Former Israeli chief rabbi gets 4.5 years in prison for graft
Feb 24, 2017
Former Israeli chief rabbi Yona Metzger appears at the Jerusalem District Court in the occupied Jerusalem al-Quds on January 30, 2017. (Photo by the Times of Israel)
An Israeli court has rejected a plea bargain with former chief rabbi Yona Metzger, handing down a harsher sentence of four-and-a-half years in prison on an array of charges ranging from fraud and money laundering to bribery.
On Thursday, Jerusalem District Court Judge Moshe Yo’ad Hacohen dismissed the prosecution’s plea deal under which 63-year-old Metzger was expected to serve three-and-a-half years in prison, and added a year to the sentence.
The judge told the former chief rabbi that if the plea deal had not been signed with the prosecution, he would have sentenced him to seven years in prison.
Court documents said Metzger would begin to serve out his sentence at the Nitzan Prison in Ramle on May 3, 2017.
Metzger pleaded guilty on January 30 to a raft of corruption under the plea deal. In addition to the three-and-a-half years jail term, the ex-chief rabbi had agreed to confiscation of his apartment in Jerusalem al-Quds, a fine and back taxes.
Under the deal, Metzger was convicted of accepting five million Israeli shekels ($1.3 million) in bribes, down from 10 million in the original indictment, while other charges – including fraud, breach of trust, and money laundering – were to be dropped.
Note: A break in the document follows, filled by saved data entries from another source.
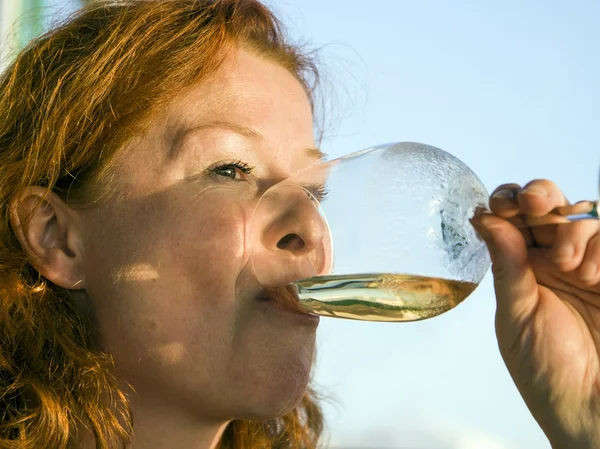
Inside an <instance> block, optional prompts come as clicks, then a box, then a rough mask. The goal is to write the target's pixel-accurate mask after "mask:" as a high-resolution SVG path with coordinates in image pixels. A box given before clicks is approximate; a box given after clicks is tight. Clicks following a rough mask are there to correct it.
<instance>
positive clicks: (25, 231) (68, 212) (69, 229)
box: [10, 186, 86, 290]
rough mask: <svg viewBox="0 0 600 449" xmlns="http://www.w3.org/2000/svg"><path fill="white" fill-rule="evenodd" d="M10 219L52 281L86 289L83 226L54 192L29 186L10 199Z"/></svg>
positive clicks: (23, 247) (75, 288)
mask: <svg viewBox="0 0 600 449" xmlns="http://www.w3.org/2000/svg"><path fill="white" fill-rule="evenodd" d="M10 222H11V225H12V228H13V230H14V232H15V235H16V237H17V239H18V240H19V243H20V244H21V247H22V248H23V250H24V251H25V253H26V254H27V257H28V259H29V262H30V263H31V265H32V266H33V267H34V268H35V269H36V270H37V271H38V272H39V273H40V274H41V275H42V276H44V277H45V278H46V279H48V280H49V281H50V282H52V283H54V284H56V285H58V286H59V287H63V288H67V289H74V287H77V288H75V290H79V289H85V286H86V284H85V276H84V270H83V266H84V265H83V257H82V256H83V253H82V251H81V248H82V245H81V240H80V238H81V225H80V222H79V220H78V217H77V214H76V212H75V211H74V210H73V209H71V208H70V207H69V206H67V204H66V203H65V202H64V201H63V200H62V199H61V198H60V197H59V196H58V195H56V194H55V193H54V192H50V193H48V194H47V190H46V189H45V188H43V187H37V186H29V187H27V188H26V189H25V190H24V191H23V192H22V193H21V194H20V195H19V196H18V197H16V198H13V199H12V200H11V202H10Z"/></svg>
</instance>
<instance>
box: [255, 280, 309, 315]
mask: <svg viewBox="0 0 600 449" xmlns="http://www.w3.org/2000/svg"><path fill="white" fill-rule="evenodd" d="M256 299H258V300H259V301H271V302H273V303H274V304H275V305H277V306H279V307H281V308H283V309H284V310H286V311H288V312H294V313H297V314H301V315H304V316H305V317H307V318H312V319H318V318H319V317H318V316H317V315H312V314H310V313H308V312H306V311H305V310H304V309H303V308H302V306H301V305H300V299H299V298H298V290H297V289H296V286H294V285H293V284H287V285H281V286H277V287H268V288H265V289H263V290H262V291H261V292H260V293H259V294H258V295H257V297H256Z"/></svg>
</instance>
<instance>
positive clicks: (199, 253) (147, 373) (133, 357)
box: [77, 51, 317, 420]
In March 2016, Metzger was accused of accepting some 10 million shekels ($2.6 million) in bribes, and keeping about seven million shekels ($1.8 million) of it for himself.
Police said he had stashed more than 700,000 Israeli shekels ($200,000) with his sister in the northern Israeli port city of Haifa, and a search of his home turned up 40,000 shekels (over $11,300 at the time) in cash hidden in various books.
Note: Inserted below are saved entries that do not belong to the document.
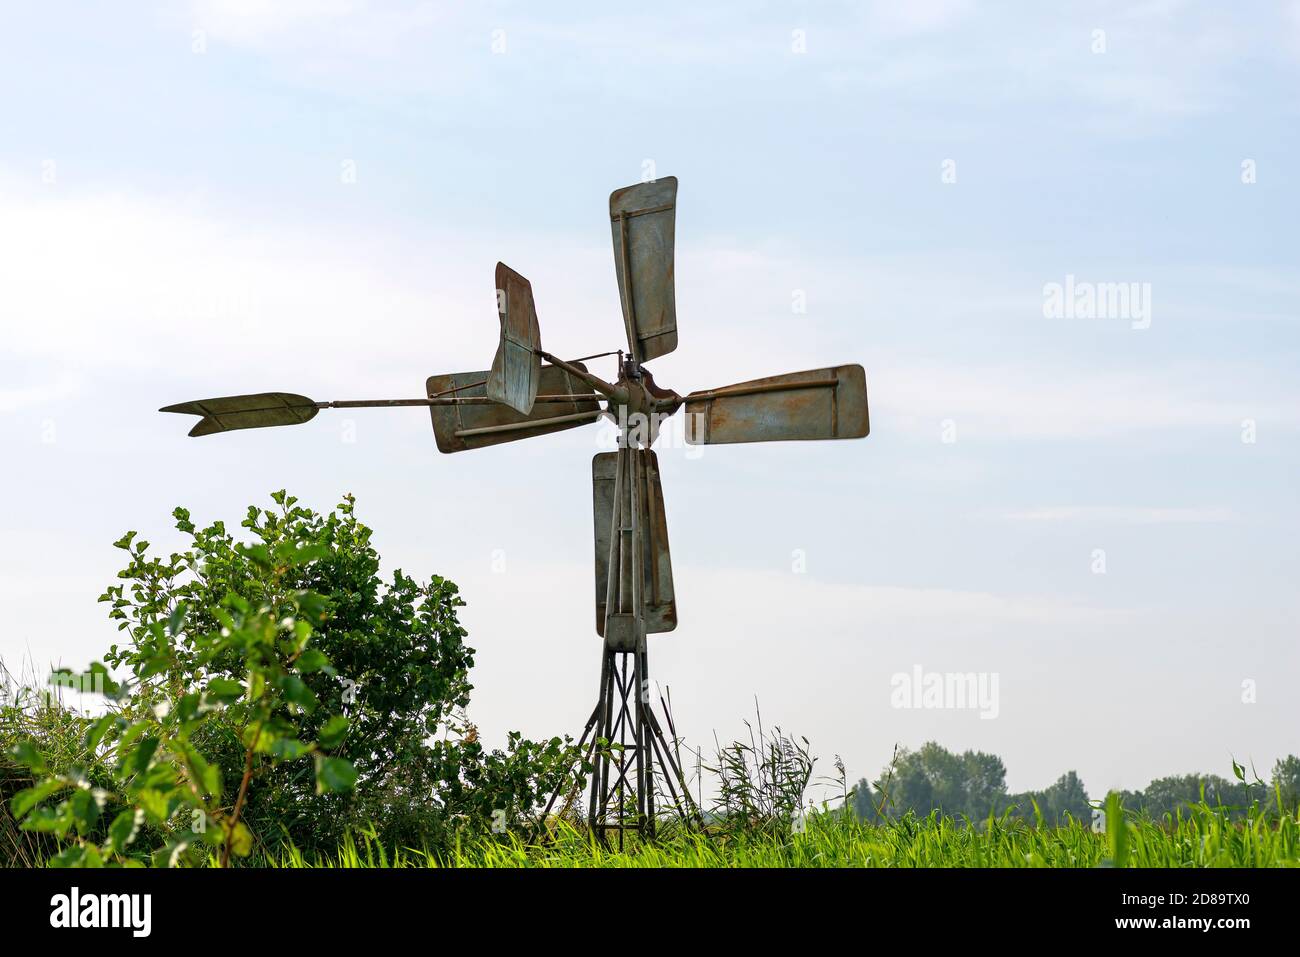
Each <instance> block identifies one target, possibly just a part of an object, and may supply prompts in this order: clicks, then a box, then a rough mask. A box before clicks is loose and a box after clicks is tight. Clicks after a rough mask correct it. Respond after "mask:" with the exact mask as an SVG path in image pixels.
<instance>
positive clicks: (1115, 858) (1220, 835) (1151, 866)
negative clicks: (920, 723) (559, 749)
mask: <svg viewBox="0 0 1300 957" xmlns="http://www.w3.org/2000/svg"><path fill="white" fill-rule="evenodd" d="M1106 823H1108V830H1106V831H1100V832H1095V831H1092V830H1091V828H1089V827H1087V826H1084V824H1080V823H1070V824H1065V826H1061V827H1035V826H1032V824H1030V823H1027V822H1024V820H1021V819H1017V818H1010V817H1008V818H1004V819H996V818H995V819H992V820H988V822H982V823H980V826H978V827H972V826H969V824H966V823H961V822H956V820H953V819H952V818H943V817H940V815H939V814H937V813H935V814H931V815H928V817H927V818H915V817H911V815H907V817H905V818H902V819H900V820H896V822H892V823H888V824H868V823H865V822H859V820H857V819H855V818H853V817H852V815H844V814H816V815H813V817H810V818H809V820H807V823H806V826H805V828H803V830H802V832H792V831H789V830H787V831H785V832H784V833H776V832H772V831H763V832H757V833H754V832H738V833H737V832H725V831H706V832H703V833H701V832H698V831H686V830H685V828H672V830H669V831H667V832H666V833H662V835H660V837H659V840H656V841H655V843H654V844H647V845H645V846H636V848H629V849H628V850H625V852H623V853H617V852H615V850H611V849H607V848H602V846H601V845H599V844H597V843H594V841H593V840H591V839H590V837H589V836H588V835H586V833H585V832H584V831H580V830H575V828H572V827H568V826H562V827H560V828H558V830H556V832H555V833H554V835H552V836H551V840H549V841H546V843H538V844H532V845H529V844H526V843H524V841H523V840H521V839H520V837H517V836H513V835H503V836H500V837H497V839H490V837H489V839H478V840H474V841H469V843H465V844H463V845H458V846H455V848H452V849H450V850H448V852H445V853H433V852H426V850H419V852H417V850H409V849H386V848H385V846H383V845H382V844H380V843H378V841H376V840H374V839H369V837H361V839H360V840H352V839H351V837H348V839H347V840H346V841H344V843H343V845H342V848H341V849H339V850H338V852H337V853H333V854H325V856H309V854H303V853H302V852H299V850H296V849H292V848H285V849H282V850H281V852H279V853H277V854H272V856H266V857H263V858H260V859H257V861H256V863H259V865H261V866H269V867H1109V866H1122V867H1296V866H1300V827H1297V822H1296V819H1295V818H1286V819H1283V820H1282V822H1281V823H1279V822H1275V820H1270V819H1269V818H1268V817H1266V815H1262V814H1261V815H1256V817H1253V818H1248V819H1247V820H1245V822H1235V820H1230V819H1227V817H1226V815H1223V814H1222V813H1219V811H1218V810H1216V809H1214V807H1212V806H1210V805H1200V806H1193V807H1191V809H1190V810H1188V811H1187V813H1186V814H1180V815H1178V817H1177V818H1175V819H1174V820H1169V822H1156V820H1152V819H1151V818H1147V817H1144V815H1132V814H1123V813H1121V814H1114V815H1112V817H1109V818H1108V822H1106ZM1121 835H1122V836H1121Z"/></svg>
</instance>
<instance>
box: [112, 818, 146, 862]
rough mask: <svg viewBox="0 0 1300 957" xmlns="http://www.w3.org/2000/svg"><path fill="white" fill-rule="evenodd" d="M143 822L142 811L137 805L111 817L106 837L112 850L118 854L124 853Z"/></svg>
mask: <svg viewBox="0 0 1300 957" xmlns="http://www.w3.org/2000/svg"><path fill="white" fill-rule="evenodd" d="M143 823H144V811H143V810H142V809H139V807H129V809H126V810H125V811H122V813H121V814H118V815H117V817H116V818H113V823H112V824H109V826H108V839H109V841H110V843H112V846H113V850H114V852H117V853H118V854H123V853H126V848H127V846H129V845H130V843H131V841H134V840H135V835H138V833H139V832H140V824H143Z"/></svg>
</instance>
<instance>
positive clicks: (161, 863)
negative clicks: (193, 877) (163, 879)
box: [153, 837, 194, 867]
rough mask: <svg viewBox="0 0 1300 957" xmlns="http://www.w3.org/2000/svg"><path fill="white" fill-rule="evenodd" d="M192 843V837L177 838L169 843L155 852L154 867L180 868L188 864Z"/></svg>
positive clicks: (154, 857)
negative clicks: (187, 852) (172, 867)
mask: <svg viewBox="0 0 1300 957" xmlns="http://www.w3.org/2000/svg"><path fill="white" fill-rule="evenodd" d="M192 843H194V839H192V837H177V839H174V840H170V841H168V843H166V844H165V845H164V846H161V848H159V849H157V850H155V852H153V866H155V867H179V866H181V865H183V863H186V862H187V857H188V854H187V852H188V849H190V844H192Z"/></svg>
Metzger initially contended that the money in Haifa came from an inheritance, but later investigations found the claim to be unfounded.
He stepped down as Israel’s chief rabbi on July 24, 2013 after 10 years in office.
Israel has two chief rabbis, one Ashkenazi and the other Sephardi, whose responsibilities include running rabbinical courts and regulating the kosher food supervision industry.